Желая увидеть, останутся ли они Ему верны, Он послал им большевистского Антихриста — Троцкого. И, примкнув к Антихристу, православные чада изменили Всевышнему.

— Посему, — закончил поп со вздохом и слезами на глазах, — Святой Дух отвернулся от своих православных чад и от их матушки России, и на небесах был вынесен приговор, что быть чадам православным семьдесят пять лет в изгнании или под властью Антихриста — большевиков.

Проповедь сопровождали вздохи и плаксивое бормотание.

Две старушки рыдали в носовые платки и время от времени восклицали:

— Горе тебе, матушка Россия!

Старый русский генерал с уймой медных, золотых и серебряных медалей бил себя кулаком в грудь и беспрестанно молил:

— Смилуйся, Христос, над нашей Россией!

После проповеди все начали молча и неторопливо выходить из церкви, целуя попу мясистую, пухлую руку.
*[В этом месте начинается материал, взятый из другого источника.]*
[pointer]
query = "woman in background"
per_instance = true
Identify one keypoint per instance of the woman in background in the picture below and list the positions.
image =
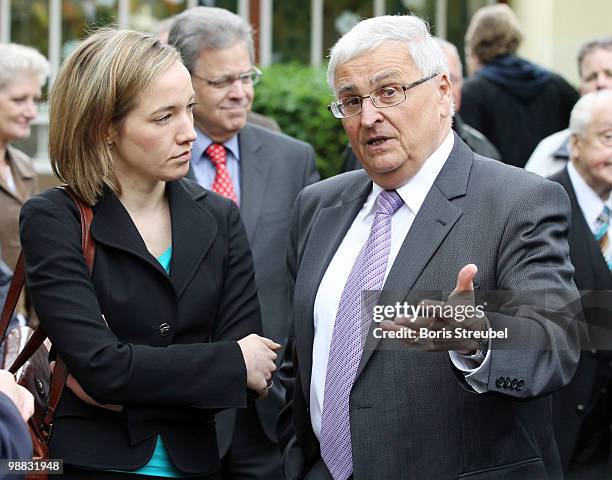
(23, 72)
(162, 335)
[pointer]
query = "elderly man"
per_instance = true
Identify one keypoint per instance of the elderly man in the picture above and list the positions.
(263, 172)
(513, 102)
(595, 70)
(472, 137)
(583, 411)
(425, 215)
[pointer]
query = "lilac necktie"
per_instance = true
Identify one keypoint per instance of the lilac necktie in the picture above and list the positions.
(354, 313)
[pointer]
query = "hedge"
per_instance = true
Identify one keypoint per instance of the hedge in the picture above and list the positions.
(297, 96)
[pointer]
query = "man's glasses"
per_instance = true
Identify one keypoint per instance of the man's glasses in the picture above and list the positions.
(247, 78)
(383, 97)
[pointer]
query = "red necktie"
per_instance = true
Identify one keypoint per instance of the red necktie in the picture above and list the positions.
(223, 183)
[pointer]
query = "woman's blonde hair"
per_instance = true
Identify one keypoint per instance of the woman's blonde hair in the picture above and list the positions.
(493, 31)
(98, 85)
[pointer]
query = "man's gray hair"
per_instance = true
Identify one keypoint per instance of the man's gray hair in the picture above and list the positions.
(582, 112)
(18, 59)
(407, 29)
(602, 43)
(208, 27)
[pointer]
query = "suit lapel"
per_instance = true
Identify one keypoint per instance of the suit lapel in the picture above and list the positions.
(254, 168)
(434, 221)
(327, 233)
(113, 226)
(193, 232)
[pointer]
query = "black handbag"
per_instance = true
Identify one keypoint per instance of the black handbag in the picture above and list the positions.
(26, 355)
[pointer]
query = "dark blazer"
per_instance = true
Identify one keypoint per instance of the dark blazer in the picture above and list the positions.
(15, 443)
(581, 411)
(412, 415)
(274, 168)
(169, 353)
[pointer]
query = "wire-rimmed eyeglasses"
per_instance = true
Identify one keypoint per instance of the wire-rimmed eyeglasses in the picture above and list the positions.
(383, 97)
(251, 77)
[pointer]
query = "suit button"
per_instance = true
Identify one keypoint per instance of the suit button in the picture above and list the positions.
(164, 329)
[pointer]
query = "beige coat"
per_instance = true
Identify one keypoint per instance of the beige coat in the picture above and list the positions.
(26, 185)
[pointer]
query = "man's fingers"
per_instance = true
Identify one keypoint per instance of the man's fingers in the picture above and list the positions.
(465, 279)
(270, 343)
(26, 405)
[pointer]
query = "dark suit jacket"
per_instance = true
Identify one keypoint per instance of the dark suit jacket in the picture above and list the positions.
(169, 351)
(15, 443)
(579, 402)
(411, 414)
(274, 168)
Дождь продолжал идти. Я побродил по улице еще минут десять-пятнадцать, а потом отправился туда, где обычно ночевал.

2
Я жил в длинном, узком и вечно погруженном в густую тьму подвале. Каморки в нем были сделаны по образцу соединявшего их коридора: длинными и узкими.
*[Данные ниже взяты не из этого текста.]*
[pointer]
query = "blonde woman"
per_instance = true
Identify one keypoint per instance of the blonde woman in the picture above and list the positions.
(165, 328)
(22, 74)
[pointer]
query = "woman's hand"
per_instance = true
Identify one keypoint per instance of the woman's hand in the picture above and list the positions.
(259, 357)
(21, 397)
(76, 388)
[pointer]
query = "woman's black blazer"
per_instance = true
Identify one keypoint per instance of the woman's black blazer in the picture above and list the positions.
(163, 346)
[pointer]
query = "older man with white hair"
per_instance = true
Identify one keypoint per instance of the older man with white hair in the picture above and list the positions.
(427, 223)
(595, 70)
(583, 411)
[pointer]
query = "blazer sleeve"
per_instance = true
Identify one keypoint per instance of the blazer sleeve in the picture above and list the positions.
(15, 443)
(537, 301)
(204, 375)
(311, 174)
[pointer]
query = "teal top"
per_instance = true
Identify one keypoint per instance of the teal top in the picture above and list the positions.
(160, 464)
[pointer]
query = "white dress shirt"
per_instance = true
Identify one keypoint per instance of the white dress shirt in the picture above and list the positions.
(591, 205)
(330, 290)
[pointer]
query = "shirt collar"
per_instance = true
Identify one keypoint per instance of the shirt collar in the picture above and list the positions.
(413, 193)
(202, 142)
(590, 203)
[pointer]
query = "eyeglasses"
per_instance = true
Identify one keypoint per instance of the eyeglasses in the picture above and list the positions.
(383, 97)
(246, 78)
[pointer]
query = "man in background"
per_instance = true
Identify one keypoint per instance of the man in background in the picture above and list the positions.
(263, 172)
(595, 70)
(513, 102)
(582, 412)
В подвале находилось семь каморок. Пять служили кладовыми для товаров, а в двух других проживали две семьи. Главой одной семьи был возчик, работавший в городском ассенизационном обозе, второй — старый полубезумный сапожник.

Я проживал у последнего.

Войдя в коридор подвала, я услышал свежий, радостный и бодрый детский смех и крики из дальнего правого угла коридора, который был изогнут дугой, из-за чего оттуда было невозможно увидеть входящего.

Дверь в жилище сапожника была распахнута настежь, в комнате никого не было.

Я вошел, закрыл дверь, огляделся и, не увидев старого сапожника, забеспокоился. Но тут же услышал его хриплый голос, доносившийся из коридора:

— Дай ему, дай ему, Стах!

Старик играл с детьми.

Горела тусклая лампа, подвешенная на стене. Два набитых соломой тюфяка лежали на полу, придвинутые друг к другу.

На маленькой кирпичной плите что-то варилось в кастрюле; пар поднимался клубами, и казалось, будто в комнате осело облако дыма.

Рядом с маленьким окошком стоял низкий столик с сапожным инструментом, приготовленным для работы; под столиком валялись старые башмаки; тут же стоял трехногий сапожный табурет. Кроме еще одного стола, деревянной скамейки и плетеной корзины, в комнате ничего больше не было.

На грязных стенах, покрытых от сырости темно-зеленой плесенью, висели портрет святой пары, Христа и Марии, и цветные картинки с изображениями польских национальных героев, таких как Костюшко, Понятовский, Пилсудский[5] и других, вырезанные из какого-то журнала.